Let’s assume you’ve stopped asking questions about MAE use during your speech-language evaluations. Let’s assume you’ve stopped touching your clients’ hair. Let’s assume we agree you’re providing therapy and not training. Let’s assume you’ve taken a critical look at the materials in your “stash” and have made a conscious effort to use materials that are more inclusive and reflective of the clients you support.

Now, let’s talk about the foods you discuss when you work with clients with feeding or dysphagia issues. Yep, here again, there can be some situations in which you need to use some cultural humility and cultural responsiveness when it comes to feeding and dysphagia issues.

There’s a trend in early intervention to ask about a young child’s ability or willingness to eat “family foods.” Yet (in my experience anyway) I was the only one to ever ask what was meant by “family foods.” Because – news flash here- that phrase means different things to different people.

And, if you don’t ask specific questions about “family foods”, you are being a “Karen” SLP. Because you’re making assumptions about what a family eats. Alternatively, if you only make suggestions or recommendations based on a typical, meat-based mainstream culture diet, you also are being a “Karen” SLP.

The number one way to not be a “Karen” SLP: Remember, therapy isn’t about you!

Let’s take rice as an example. In mainstream culture, rice dishes are generally short-grained and relatively highly processed.
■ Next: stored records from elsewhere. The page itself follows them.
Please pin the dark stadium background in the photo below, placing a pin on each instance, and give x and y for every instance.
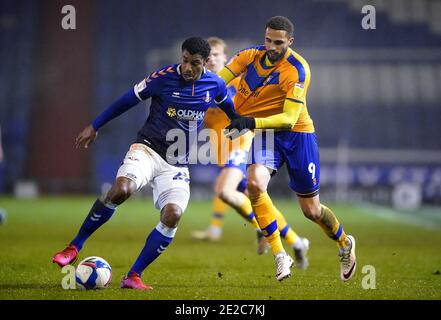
(375, 98)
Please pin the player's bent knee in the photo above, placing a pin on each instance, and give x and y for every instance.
(170, 215)
(312, 212)
(255, 187)
(121, 191)
(224, 195)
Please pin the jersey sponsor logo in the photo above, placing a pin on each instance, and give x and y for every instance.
(187, 115)
(298, 90)
(207, 97)
(141, 86)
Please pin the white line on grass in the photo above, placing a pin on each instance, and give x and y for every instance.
(397, 217)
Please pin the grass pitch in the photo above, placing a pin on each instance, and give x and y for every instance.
(403, 249)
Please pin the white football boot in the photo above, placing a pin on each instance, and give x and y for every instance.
(301, 248)
(348, 262)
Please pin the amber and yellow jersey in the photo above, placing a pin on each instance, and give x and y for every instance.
(266, 90)
(217, 120)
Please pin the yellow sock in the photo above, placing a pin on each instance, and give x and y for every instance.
(286, 232)
(246, 211)
(220, 208)
(330, 225)
(264, 210)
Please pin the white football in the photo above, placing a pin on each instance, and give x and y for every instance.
(93, 273)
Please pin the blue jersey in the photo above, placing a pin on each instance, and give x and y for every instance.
(176, 104)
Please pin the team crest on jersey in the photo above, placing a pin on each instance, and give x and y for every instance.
(207, 97)
(298, 90)
(185, 115)
(141, 86)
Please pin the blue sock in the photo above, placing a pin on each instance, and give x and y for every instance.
(155, 244)
(97, 216)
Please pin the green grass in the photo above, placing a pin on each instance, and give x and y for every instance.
(406, 257)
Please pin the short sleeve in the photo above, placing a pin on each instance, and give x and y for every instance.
(297, 87)
(148, 87)
(222, 92)
(239, 62)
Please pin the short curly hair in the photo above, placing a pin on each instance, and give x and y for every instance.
(197, 45)
(281, 23)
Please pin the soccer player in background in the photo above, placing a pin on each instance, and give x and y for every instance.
(230, 185)
(181, 94)
(272, 95)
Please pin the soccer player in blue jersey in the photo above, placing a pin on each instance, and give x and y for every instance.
(180, 94)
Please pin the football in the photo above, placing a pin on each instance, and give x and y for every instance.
(93, 273)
They also tend to be served as a side dish which may or may not be eaten with foods of other textures. Often, the rice dish includes a sauce that helps the person eating it form a bolus (e.g., risotto).

In many other cultures, rice dishes form a staple carbohydrate eating as part of the main course (e.g., sushi; Indian curries). Some variations, like sushi rice, are prepared in a way that the natural ‘stickiness’ in the rice helps the person form a solid bolus. Other rices, like jasmine or basmati rice, are longer grained and are not naturally ‘sticky.’ The person is expected to have the ability to use their tongue, jaw, and lips to form a bolus along with the other, chunky foods and spices that are included in the curry/stew portion of the entrée.

If you have dysphagia or have behaviors/issues that put you at-risk for aspiration (e.g., using a munching chewing pattern; missing teeth; “shoveling” food into the mouth), rice can pose a substantial danger. That’s especially the case if your family uses rice as a primary carbohydrate in meals and snacks. It can be hard to form a bolus with rice on its own. It can be hard to keep track of all of those little grains in your mouth, especially if you have a tendency to pocket food in your cheeks or under your tongue. It can be a challenge to deal with the mixed textures of dishes like curries if you have any of these issues.

So, what does the non-Karen SLP do? She asks questions. She asks what a typical breakfast, lunch, and dinner and snacks look like for the family. She asks the family to provide foods they’ve already prepared so she can see how the family typically prepares foods.

The non-Karen SLP takes the time to find out if the family follows any dietary protocols, like keeping Kosher or being vegetarian. The non-Karen SLP asks about snacks in addition to meals. The non-Karen SLP asks what the family eats and when and how they eat the foods before making recommendations and suggestions for diet textures and compensatory strategies.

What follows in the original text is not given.